The Reamer Barn is a historic barn near the village of Oberlin in the northeastern part of the U.S. state of Ohio. Constructed at the end of the nineteenth century, it was built to house a gentleman farmer's cattle herd, and it has been named a historic site because of its distinctive architecture.

==Property history==
Born in nineteenth-century Pennsylvania, Daniel P. Reamer moved to northeastern Ohio and established general stores in Oberlin and the nearby village of Wellington. He left the region in 1872 and settled in Leavenworth, Kansas, where he became a successful door-to-door seller of furniture to businesses and government offices, working for the A.H. Andrews Furniture Company. His standing within the company was high enough that he was seemingly able to get his nephew Robert a job with the firm, but within a few years he decided to return to Ohio. He accomplished this goal in the late 1870s, and twenty years after settling back into Oberlin, he chose to purchase a small herd of Jersey cattle and arranged for the construction of a new barn to house them. Rather than building a simple vernacular structure for his cattle, he obtained the services of an architect: his nephew Daniel A. Reamer, who produced a Swiss-influenced Gothic Revival design.
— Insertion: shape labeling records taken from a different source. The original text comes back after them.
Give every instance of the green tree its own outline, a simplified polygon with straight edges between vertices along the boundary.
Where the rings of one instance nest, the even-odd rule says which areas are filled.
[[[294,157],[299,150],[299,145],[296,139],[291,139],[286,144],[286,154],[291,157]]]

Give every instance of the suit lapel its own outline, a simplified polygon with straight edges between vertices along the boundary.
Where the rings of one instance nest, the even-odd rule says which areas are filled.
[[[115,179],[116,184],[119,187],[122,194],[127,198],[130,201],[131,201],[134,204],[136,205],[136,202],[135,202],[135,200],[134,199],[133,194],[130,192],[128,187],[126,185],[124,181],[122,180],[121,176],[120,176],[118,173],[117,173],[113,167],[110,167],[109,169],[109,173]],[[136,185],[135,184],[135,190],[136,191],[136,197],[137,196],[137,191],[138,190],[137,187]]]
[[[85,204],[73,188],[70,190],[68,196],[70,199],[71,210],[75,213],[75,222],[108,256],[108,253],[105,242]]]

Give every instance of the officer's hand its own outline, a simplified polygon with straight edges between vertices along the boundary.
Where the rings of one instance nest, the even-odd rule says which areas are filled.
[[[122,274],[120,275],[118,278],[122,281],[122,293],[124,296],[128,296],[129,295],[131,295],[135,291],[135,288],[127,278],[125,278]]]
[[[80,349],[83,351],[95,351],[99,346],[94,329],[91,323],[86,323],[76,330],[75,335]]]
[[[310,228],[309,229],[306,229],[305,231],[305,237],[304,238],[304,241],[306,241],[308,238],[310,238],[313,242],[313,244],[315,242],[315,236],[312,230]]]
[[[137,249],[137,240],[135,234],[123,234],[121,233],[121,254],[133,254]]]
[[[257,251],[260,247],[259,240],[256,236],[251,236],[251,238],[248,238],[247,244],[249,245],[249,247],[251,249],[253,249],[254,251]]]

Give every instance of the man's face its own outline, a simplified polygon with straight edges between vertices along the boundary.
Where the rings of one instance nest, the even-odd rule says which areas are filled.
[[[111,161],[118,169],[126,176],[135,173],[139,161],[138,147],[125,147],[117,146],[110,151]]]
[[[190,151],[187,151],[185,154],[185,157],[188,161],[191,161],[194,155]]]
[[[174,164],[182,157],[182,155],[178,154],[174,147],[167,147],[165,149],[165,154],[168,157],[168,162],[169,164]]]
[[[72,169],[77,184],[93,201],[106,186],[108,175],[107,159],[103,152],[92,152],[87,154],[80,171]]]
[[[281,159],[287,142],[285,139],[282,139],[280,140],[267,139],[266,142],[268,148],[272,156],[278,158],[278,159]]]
Constructed on the foundation of an earlier structure completed in 1837, the new barn served Reamer for three years until his 1900 death. Reamer's former neighbors across the road, the Dudley family, purchased his property in 1907, which they proceeded to operate as a dairy farm into the 1950s. Later owners have not continued the barn's original use; by the 1970s, it was used only for storage.

==Architecture==
An Art Nouveau structure built with weatherboarded walls, the Reamer Barn is topped with three distinctive ventilators on the gabled roofline. Other significant elements of the design include the rounded panels partway up the sides, and an ornamental bargeboard that extends 3 ft out from the northern end of the building. These elements won the barn attention soon after its construction, both because of their practical benefits and because of their rarity as architectural styling on a farm building.

==Preservation==
Although it had been converted into storage, a historic preservation survey of New Russia Township conducted in the late 20th century deemed the Reamer Barn one of the township's most significant buildings. As such, it was listed on the National Register of Historic Places in early 1979 because of its architecture. It is one of twelve National Register-listed locations in and around Oberlin.